In the U.S., data released Friday revealed that industrial production fell for the first time in five moves, down 0.6% in September, surprising economists who expected more steady growth.
“The not-too distant memory of negative oil prices still stings traders across the space as the threat of another supply chain crunch would rise exponentially with expectations of new lockdown measures being imposed in the U.S.,” analysts wrote in the latest newsletter from Sevens Report Research. Still, “more widespread lockdowns do remain rather unlikely.”
Looking to the OPEC+ committee meeting, Rystad’s Rodriguez-Masiu said “we expect on Monday’s meeting some strong words on compensating for the undercompliance” by some oil producers. “What everybody is wondering is if there will be any action against the laggards this time or if the bashing will stay at a verbal level.”
Prices showed little reaction Friday to data from Baker Hughes
showing a fourth straight weekly increase in the active U.S. oil-rig count. The number of active U.S. rigs drilling for oil rose by 12 to 205 this week.
Oil fell sharply during Wednesday’s session, but ended the day with small losses.
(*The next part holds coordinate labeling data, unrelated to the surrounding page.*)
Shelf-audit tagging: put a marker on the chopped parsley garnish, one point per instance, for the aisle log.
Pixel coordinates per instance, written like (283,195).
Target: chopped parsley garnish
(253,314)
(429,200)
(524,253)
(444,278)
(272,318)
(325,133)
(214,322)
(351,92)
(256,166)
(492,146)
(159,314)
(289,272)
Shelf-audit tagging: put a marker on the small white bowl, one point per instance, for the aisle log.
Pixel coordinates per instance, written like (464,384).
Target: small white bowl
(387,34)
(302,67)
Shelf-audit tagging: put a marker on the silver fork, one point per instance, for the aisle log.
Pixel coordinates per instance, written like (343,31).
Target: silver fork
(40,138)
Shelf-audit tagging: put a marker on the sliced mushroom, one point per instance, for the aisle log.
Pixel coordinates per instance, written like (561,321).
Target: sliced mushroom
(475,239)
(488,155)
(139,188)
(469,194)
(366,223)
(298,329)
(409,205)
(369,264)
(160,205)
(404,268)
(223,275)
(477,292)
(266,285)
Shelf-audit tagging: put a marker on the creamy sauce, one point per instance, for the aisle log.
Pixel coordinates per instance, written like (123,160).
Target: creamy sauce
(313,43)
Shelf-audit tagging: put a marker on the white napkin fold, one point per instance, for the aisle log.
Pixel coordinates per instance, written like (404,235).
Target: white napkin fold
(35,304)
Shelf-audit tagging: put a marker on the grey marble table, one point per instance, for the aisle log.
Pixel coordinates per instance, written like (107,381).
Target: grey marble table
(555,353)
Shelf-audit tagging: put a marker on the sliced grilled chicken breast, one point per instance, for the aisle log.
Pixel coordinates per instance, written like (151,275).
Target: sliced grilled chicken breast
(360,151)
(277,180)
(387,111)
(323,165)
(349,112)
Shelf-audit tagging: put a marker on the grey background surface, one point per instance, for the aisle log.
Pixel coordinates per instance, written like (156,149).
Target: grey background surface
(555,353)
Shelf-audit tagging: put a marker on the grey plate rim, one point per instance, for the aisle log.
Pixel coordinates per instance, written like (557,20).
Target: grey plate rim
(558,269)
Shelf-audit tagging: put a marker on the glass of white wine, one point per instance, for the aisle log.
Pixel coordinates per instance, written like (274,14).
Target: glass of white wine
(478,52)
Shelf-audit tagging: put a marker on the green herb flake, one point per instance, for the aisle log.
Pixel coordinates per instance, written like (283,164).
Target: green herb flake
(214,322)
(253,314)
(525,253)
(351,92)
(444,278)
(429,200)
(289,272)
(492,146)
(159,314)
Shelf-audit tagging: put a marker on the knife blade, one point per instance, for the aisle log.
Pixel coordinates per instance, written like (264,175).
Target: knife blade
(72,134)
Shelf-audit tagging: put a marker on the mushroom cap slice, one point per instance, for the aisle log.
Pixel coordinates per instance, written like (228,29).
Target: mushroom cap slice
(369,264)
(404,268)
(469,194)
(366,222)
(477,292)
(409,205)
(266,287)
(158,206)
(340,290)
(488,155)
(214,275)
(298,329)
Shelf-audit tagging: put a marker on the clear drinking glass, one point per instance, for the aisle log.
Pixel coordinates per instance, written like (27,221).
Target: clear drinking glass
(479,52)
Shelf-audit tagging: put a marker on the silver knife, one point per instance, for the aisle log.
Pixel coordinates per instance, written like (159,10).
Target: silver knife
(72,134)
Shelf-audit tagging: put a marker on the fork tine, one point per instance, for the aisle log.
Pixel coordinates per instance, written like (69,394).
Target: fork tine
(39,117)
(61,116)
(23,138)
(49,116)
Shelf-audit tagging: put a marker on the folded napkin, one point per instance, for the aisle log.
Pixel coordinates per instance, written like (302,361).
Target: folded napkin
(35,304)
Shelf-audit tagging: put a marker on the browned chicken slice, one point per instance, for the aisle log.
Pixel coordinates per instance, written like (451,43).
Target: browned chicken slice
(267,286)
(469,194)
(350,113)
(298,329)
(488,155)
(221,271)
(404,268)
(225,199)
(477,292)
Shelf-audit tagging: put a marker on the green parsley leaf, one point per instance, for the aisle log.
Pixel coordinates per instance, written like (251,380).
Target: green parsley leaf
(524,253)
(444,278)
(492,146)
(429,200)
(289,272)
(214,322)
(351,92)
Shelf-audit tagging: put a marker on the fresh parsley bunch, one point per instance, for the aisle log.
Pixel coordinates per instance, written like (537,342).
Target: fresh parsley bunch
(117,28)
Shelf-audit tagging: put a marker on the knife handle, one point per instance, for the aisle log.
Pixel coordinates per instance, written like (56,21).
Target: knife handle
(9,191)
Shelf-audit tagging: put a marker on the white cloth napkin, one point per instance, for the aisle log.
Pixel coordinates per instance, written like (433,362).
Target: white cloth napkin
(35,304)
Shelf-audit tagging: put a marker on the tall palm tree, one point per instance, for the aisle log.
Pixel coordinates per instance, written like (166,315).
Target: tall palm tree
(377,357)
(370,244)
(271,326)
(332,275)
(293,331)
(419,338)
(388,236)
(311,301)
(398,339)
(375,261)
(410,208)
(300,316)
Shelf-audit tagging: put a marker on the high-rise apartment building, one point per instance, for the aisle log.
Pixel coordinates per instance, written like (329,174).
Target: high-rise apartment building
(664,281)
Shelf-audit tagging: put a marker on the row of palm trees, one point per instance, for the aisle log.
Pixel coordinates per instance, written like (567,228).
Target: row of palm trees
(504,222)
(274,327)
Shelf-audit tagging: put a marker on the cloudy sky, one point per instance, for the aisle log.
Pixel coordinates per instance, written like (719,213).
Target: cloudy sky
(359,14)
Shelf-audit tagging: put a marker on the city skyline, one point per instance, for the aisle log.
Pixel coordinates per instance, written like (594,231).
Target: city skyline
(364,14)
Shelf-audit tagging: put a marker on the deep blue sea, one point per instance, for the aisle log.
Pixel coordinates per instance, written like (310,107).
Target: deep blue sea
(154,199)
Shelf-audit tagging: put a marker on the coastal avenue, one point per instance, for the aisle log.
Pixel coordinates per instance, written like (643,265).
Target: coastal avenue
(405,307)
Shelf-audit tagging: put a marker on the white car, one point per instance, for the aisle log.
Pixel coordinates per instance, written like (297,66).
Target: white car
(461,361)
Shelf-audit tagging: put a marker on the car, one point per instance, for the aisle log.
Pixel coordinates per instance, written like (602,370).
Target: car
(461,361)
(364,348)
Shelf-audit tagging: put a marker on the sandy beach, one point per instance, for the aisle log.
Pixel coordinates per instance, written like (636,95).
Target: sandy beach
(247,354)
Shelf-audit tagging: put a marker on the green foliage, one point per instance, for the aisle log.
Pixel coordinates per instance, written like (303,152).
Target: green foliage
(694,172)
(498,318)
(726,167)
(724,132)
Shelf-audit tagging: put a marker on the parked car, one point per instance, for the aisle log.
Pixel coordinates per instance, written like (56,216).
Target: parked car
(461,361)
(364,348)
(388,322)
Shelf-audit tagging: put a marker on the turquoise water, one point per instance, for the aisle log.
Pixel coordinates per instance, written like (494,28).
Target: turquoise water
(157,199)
Crude bounced after a round of weekly inventory data from the Energy Information Administration that showed a larger-than-expected fall in U.S. crude supplies, as well as a declines in gasoline inventories and a much larger than expected drop in distillate stocks.
On Nymex Friday, November gasoline
settled at $1.1688 a gallon, down nearly 1%, with front-month prices logging a weekly loss of around 2.9%, while November heating oil
lost 0.8% to $1.1791 a gallon, ending 1.1% lower for the week.
November natural gas
shed less than 0.1% to $2.773 per million British thermal units, for a weekly rise of 1.2%. The EIA on Thursday reported a smaller-than-expected weekly climb in U.S. natural-gas supplies.